Wednesday, June 8, 2011

Equity Index Annuity:

The equity index annuity is a type of annuity wherein an investor will get a return, the magnitude of which is based on the performance of the market. This market is actually a stock index such as S&P 500 or the Standard & Poor’s Index of 500 stocks. However, the risk factor depends upon the participation here. The annuity holder actually gets a certain amount of interest in his account. Over and above this fixed interest, he will also get an additional amount of interest depending upon the participation rate. There is something called an interest cap in this kind of an annuity, where there is a restriction on the additional interest that an annuity holder gets. The annuity holder will not get any further interest over and above this cap, despite the increase in the market rates.
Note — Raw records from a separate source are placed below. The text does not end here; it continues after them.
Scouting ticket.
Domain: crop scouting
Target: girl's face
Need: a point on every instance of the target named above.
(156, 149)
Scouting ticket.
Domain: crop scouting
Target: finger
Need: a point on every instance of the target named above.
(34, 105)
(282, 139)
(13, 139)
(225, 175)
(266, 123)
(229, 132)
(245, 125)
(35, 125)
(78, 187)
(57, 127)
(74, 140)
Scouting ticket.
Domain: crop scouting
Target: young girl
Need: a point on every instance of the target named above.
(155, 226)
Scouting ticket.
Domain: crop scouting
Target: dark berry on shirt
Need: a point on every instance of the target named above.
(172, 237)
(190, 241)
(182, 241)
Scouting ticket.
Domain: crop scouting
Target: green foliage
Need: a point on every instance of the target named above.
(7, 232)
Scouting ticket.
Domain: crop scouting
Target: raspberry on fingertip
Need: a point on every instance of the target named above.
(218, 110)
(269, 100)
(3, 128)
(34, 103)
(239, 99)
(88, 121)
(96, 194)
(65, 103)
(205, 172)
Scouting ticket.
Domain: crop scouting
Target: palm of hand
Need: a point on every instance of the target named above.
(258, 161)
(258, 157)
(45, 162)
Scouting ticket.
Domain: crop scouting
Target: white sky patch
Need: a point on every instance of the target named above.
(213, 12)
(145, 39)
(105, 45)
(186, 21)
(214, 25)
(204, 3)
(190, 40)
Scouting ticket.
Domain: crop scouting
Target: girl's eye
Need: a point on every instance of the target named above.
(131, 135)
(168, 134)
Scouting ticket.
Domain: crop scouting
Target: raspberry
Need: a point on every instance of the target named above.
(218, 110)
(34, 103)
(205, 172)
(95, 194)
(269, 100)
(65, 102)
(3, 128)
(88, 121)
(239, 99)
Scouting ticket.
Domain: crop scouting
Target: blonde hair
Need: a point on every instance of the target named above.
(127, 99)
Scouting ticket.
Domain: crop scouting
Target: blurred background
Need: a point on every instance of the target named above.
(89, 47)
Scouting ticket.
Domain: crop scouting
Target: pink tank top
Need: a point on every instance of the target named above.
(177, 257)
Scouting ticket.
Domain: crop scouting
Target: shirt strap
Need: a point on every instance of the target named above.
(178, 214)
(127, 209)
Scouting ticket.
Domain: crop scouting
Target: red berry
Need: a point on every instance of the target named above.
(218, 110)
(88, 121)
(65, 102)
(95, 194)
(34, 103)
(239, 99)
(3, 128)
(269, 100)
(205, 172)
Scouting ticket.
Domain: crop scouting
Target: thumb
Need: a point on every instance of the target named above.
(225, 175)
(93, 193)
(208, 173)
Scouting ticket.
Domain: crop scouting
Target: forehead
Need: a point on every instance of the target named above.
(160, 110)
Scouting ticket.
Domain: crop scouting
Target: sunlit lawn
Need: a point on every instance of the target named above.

When a conservative investor, one who wants higher rates of interests but doesn’t want to risk his principal amount, invests his money on an equity index annuity, he will surely benefit in two ways. Firstly, he gets a higher average rate of return when compared to a bond, a CD or a fixed income asset. In this kind of annuity, the investor will get to keep a majority of the annual market gains whenever there is a rise in the market index and he doesn’t suffer the loss that occurs from a decline in the same market index. Thus, the average rate of return can be defined as something in between the stocks and the bonds.

Another benefit that a conservative investor gets from investing in an equity index annuity happens to be risk-reduction. Usually investments that involve high risks offer higher rates of return and those that involve lower risks offer lower rates of return. In case of this kind of an annuity, the upper as well as the lower boundaries of these returns get cut off and thus the risk is also reduced. In any case you will not lose out on your principal. If the same investor invests in stocks, he may lose out on his principal and even suffer a major loss, whenever there is a decline in the market index of that particular stock.

An investor who invests in an equity index annuity also gets to enjoy freedom from the active management of an asset. Liquidity provision, waiving of surrender charges in certain critical conditions and tax-deferred annuity gains are the other benefits offered by such an annuity and these should definitely not be overlooked.